How China retail is emerging from the coronavirus crisis
Savills China Retail predicts a full recovery of the country’s retail sector post coronavirus will probably happen in the second half of the year.
In a perspective on China retail’s recovery from the crisis, the real estate company describes the blossoming rejuvenation of shopping malls, restaurants, gyms and entertainment centres whose businesses were affected by lockdowns during and after the Chinese New Year period in late January.
It says consumers are gingerly returning to stores as China’s coronavirus outbreak eases. Shopping malls in Shanghai are reporting footfalls at 30 per cent of their pre-coronavirus levels. From this week, most shopping malls have adjusted business hours back to 10 am–10 pm and most retail tenants have reopened to the public.
Anecdotal evidence suggested that it was already difficult to find parking or seats at coffee shops at Shanghai’s IAPM mall, and queues were reported outside some fashion stores.
While some restaurants have shut down permanently after being unable to cover labour and rent costs during the affected period, those that survived have been allowed to reopen following an application process. Popular restaurants are once again popular after the coronavirus outbreak receeded.
Most of the gyms in China have reopened excluding Beijing, introducing maximum capacity levels – allowing 50 people in at a time (per 30,000sqft) for a 90-minute period. After that time is up, gyms perform a full half-hour sanitisation process before letting the next 50 people in to work out.

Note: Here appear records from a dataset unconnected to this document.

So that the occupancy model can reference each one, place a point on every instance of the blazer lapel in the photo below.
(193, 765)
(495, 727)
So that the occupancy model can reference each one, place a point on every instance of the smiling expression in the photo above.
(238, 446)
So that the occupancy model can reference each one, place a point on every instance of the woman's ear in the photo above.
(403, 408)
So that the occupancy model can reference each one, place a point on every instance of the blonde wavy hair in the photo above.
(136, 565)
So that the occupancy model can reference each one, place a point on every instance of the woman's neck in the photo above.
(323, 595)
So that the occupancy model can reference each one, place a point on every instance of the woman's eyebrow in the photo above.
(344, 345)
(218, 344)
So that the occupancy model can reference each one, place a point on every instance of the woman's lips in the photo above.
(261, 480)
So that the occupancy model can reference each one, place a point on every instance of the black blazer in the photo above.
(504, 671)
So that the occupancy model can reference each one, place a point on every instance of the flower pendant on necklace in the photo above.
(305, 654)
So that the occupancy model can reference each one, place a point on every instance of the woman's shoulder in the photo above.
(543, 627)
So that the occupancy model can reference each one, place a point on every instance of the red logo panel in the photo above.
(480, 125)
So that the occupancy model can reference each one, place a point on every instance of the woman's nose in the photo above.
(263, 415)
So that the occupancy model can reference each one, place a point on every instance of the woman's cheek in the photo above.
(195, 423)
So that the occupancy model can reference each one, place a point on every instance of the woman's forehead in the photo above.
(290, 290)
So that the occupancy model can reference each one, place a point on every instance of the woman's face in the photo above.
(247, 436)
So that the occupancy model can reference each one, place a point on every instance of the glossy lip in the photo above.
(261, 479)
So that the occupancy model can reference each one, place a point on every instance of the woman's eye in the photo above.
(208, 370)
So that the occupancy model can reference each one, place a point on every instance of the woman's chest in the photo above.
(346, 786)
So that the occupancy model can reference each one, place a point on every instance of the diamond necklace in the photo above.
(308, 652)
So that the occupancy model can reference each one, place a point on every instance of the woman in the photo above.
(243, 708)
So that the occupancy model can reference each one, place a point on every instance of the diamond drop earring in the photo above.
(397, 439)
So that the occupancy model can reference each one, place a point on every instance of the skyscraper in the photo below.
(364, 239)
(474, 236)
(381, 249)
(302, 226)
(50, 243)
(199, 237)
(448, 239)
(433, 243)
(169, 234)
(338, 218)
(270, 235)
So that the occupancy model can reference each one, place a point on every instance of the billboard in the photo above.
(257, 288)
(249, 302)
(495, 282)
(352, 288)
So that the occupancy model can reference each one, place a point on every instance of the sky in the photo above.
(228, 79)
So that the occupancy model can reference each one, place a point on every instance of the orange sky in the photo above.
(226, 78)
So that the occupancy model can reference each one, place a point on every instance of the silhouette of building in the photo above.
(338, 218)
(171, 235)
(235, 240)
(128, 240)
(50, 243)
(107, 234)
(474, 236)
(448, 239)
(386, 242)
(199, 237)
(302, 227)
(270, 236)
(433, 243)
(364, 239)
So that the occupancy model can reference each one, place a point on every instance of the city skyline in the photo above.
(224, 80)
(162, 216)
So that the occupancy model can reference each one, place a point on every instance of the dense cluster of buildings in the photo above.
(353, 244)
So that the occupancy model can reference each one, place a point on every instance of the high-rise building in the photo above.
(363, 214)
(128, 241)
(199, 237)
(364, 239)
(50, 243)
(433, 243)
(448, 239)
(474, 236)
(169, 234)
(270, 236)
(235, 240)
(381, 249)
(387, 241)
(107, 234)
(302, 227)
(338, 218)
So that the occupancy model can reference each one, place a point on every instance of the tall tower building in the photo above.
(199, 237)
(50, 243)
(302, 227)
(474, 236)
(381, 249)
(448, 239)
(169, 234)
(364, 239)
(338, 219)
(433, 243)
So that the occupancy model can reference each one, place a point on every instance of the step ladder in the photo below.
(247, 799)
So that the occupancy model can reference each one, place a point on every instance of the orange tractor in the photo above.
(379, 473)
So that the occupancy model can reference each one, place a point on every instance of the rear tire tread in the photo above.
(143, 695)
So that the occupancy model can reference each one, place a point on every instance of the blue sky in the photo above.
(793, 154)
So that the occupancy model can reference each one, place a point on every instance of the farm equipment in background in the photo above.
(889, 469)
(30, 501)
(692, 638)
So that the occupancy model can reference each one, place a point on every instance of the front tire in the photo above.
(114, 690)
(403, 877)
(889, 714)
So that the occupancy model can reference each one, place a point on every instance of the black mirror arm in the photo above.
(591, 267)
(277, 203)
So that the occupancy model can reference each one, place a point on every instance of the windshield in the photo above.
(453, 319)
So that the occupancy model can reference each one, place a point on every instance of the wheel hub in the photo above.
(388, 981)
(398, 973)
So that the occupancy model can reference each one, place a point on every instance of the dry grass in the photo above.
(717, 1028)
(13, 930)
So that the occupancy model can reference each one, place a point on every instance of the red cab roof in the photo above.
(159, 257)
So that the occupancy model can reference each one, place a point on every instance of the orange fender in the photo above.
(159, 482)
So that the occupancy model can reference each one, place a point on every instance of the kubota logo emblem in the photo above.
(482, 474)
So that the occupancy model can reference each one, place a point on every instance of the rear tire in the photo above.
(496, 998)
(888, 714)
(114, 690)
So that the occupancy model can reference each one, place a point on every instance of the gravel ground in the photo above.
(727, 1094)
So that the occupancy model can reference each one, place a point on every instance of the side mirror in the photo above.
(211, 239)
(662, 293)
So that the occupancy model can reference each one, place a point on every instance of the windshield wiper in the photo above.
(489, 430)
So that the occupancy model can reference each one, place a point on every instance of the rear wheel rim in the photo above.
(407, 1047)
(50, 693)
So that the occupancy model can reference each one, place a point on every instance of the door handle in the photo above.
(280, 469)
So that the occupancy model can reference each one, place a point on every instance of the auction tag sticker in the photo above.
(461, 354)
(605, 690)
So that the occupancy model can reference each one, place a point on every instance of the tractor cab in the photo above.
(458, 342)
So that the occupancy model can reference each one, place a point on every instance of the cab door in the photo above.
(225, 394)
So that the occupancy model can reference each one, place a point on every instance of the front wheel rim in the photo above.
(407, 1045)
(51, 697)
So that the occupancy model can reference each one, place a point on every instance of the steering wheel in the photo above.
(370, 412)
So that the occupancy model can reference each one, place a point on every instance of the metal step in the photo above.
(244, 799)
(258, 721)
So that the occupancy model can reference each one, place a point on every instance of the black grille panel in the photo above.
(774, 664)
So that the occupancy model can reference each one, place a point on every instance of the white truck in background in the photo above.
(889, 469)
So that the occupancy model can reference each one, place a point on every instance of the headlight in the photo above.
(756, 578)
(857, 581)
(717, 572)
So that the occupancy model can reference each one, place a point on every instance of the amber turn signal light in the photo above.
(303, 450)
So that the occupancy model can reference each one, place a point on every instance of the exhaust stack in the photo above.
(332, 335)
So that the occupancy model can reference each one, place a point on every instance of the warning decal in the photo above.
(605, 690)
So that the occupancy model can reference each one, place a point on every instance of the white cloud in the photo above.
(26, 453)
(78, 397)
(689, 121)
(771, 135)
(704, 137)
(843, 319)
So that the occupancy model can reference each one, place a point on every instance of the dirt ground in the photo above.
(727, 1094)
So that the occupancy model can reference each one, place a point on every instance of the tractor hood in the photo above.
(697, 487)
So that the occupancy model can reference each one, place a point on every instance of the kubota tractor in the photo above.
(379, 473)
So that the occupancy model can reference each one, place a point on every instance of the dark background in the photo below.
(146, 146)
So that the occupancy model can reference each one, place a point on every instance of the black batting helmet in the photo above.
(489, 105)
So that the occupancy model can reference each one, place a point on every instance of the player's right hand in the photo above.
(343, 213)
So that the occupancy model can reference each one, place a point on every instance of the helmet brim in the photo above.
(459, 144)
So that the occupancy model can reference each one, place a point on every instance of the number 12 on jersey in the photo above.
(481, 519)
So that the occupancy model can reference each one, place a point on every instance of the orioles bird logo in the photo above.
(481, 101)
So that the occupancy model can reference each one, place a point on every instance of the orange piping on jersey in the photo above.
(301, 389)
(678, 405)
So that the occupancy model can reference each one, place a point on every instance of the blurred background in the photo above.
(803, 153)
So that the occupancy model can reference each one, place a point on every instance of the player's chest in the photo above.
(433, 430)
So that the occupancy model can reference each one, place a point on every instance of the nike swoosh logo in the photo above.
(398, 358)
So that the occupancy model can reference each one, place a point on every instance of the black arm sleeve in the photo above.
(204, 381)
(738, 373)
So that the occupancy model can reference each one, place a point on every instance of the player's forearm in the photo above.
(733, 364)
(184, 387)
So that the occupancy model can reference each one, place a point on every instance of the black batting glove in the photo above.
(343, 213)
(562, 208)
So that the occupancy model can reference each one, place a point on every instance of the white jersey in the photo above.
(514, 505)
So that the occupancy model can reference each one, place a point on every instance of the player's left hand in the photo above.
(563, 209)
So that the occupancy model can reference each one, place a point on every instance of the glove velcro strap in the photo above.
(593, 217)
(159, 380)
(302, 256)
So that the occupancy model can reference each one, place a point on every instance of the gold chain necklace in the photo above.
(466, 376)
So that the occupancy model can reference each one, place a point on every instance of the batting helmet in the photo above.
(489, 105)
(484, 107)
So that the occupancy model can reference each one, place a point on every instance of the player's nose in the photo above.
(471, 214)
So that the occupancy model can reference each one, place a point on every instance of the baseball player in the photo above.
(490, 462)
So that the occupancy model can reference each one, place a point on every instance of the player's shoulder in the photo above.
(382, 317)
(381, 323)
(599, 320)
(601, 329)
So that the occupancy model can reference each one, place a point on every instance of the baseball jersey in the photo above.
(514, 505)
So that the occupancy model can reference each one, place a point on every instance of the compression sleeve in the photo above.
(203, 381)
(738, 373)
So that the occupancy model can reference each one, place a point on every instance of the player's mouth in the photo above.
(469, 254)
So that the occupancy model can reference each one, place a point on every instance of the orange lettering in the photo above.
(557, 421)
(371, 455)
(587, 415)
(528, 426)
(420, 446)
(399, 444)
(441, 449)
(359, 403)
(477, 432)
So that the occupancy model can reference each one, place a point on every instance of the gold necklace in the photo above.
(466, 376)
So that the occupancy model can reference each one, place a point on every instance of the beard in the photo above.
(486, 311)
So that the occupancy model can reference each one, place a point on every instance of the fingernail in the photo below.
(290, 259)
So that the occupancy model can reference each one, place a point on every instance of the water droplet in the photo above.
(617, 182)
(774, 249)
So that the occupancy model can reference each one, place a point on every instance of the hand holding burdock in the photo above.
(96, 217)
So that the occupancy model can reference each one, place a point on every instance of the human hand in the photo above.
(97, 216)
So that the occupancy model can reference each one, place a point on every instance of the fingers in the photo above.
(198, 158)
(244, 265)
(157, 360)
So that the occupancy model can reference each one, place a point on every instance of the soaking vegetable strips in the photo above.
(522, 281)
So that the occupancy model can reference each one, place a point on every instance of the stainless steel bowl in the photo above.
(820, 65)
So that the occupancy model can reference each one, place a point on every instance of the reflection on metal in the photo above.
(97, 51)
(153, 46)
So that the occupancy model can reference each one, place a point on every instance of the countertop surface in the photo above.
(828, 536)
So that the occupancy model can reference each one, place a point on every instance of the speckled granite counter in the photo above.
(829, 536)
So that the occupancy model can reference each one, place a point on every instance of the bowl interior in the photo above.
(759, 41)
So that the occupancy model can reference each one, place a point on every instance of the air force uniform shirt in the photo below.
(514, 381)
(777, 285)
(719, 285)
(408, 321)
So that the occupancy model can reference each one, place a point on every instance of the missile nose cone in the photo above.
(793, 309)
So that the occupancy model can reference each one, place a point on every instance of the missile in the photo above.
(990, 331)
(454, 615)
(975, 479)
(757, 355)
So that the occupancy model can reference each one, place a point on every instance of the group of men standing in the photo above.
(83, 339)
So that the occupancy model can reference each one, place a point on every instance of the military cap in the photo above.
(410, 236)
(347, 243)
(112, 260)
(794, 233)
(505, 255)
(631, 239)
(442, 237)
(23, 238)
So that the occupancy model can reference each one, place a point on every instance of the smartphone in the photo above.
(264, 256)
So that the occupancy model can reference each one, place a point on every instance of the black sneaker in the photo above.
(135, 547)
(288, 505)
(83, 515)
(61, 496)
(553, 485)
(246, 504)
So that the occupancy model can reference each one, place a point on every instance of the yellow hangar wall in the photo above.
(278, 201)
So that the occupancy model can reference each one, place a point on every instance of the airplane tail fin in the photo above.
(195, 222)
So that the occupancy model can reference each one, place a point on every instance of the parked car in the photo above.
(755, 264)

Nightclubs and KTV venues have opened as of a few days ago in Shanghai and in most cities in China except Beijing, however consumers are remaining hesitant to go to these places. Some entertainment parks remain closed, most likely on a voluntary basis.
A limited number of domestic Chinese brands have collapsed at this stage, but more are likely during the next couple of weeks, due to cashflow challenges.
Savills says international brands looking to expand in the China retail market have largely put those plans on hold.